Here is my current code:

for x in URLs['identifier'][1:365]:
test= scrape(x)
results = test.get_results
results['identifier'] = x
final= final.append(results)
KT6345
  • 33
  • 1
  • 8

1 Answers1

0

Something like this, (or you can also use Scrapy)

It will easily allow you to make a lot of requests in parallel provided the server can handle it as well;

# it's just a wrapper around concurrent.futures ThreadPoolExecutor with a nice tqdm progress bar!
from tqdm.contrib.concurrent import thread_map, process_map # for multi-threading, multi-processing respectively)

def chunk_list(lst, size):
    for i in range(0, len(lst), size):
        yield lst[i:i + size]

for idx, my_chunk in enumerate(chunk_list(huge_list, size=2**12)):
    for response in thread_map(<which_func_to_call>, my_chunk, max_workers=your_cpu_cores+6)):
        # which_func_to_call -> wrap the returned response json obj in this, etc
        # do something with the response now..
        # make sure to cache the chunk results as well (in case you are having lot of them)

OR

Using the pool from multi-processing module in Python..

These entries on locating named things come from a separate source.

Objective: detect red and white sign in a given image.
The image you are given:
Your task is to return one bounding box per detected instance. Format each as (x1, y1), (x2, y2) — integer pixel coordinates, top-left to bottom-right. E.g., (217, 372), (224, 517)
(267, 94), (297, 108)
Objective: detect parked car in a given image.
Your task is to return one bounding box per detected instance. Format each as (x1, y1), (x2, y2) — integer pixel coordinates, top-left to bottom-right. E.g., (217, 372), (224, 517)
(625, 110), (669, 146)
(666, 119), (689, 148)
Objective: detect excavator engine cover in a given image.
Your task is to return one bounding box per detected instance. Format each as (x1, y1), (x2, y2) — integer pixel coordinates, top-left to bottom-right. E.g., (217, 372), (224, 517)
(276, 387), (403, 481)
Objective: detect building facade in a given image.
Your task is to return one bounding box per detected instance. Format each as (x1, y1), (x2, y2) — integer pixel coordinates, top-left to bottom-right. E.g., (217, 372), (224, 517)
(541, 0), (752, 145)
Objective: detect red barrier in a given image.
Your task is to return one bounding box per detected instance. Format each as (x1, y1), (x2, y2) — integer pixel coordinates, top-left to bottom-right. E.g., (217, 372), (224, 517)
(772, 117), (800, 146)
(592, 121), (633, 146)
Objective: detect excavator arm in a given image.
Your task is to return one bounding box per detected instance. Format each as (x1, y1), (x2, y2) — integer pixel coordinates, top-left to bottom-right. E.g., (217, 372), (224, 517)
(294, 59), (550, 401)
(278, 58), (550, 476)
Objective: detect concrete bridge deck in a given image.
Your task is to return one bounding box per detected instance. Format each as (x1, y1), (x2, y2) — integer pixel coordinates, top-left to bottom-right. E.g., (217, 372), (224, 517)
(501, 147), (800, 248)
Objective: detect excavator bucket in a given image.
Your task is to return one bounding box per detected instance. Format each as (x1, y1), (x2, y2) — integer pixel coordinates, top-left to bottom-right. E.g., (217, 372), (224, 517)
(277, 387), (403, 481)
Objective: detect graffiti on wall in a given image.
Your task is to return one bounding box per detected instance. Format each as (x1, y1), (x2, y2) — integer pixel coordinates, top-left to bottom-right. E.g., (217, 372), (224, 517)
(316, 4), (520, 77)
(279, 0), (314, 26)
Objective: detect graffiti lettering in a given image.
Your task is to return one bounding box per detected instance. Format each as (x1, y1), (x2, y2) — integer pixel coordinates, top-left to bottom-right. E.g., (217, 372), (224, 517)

from multiprocessing import Pool
import requests
from bs4 import BeautifulSoup

base_url = 'http://quotes.toscrape.com/page/'

all_urls = list()

def generate_urls():
    # better to yield them as well if you already have the URL's list etc..
    for i in range(1,11):
        all_urls.append(base_url + str(i))
    
def scrape(url):
    res = requests.get(url)
    print(res.status_code, res.url)

generate_urls()

p = Pool(10)
p.map(scrape, all_urls)
p.terminate()
p.join()
Aditya
  • 2,380
  • 2
  • 14
  • 39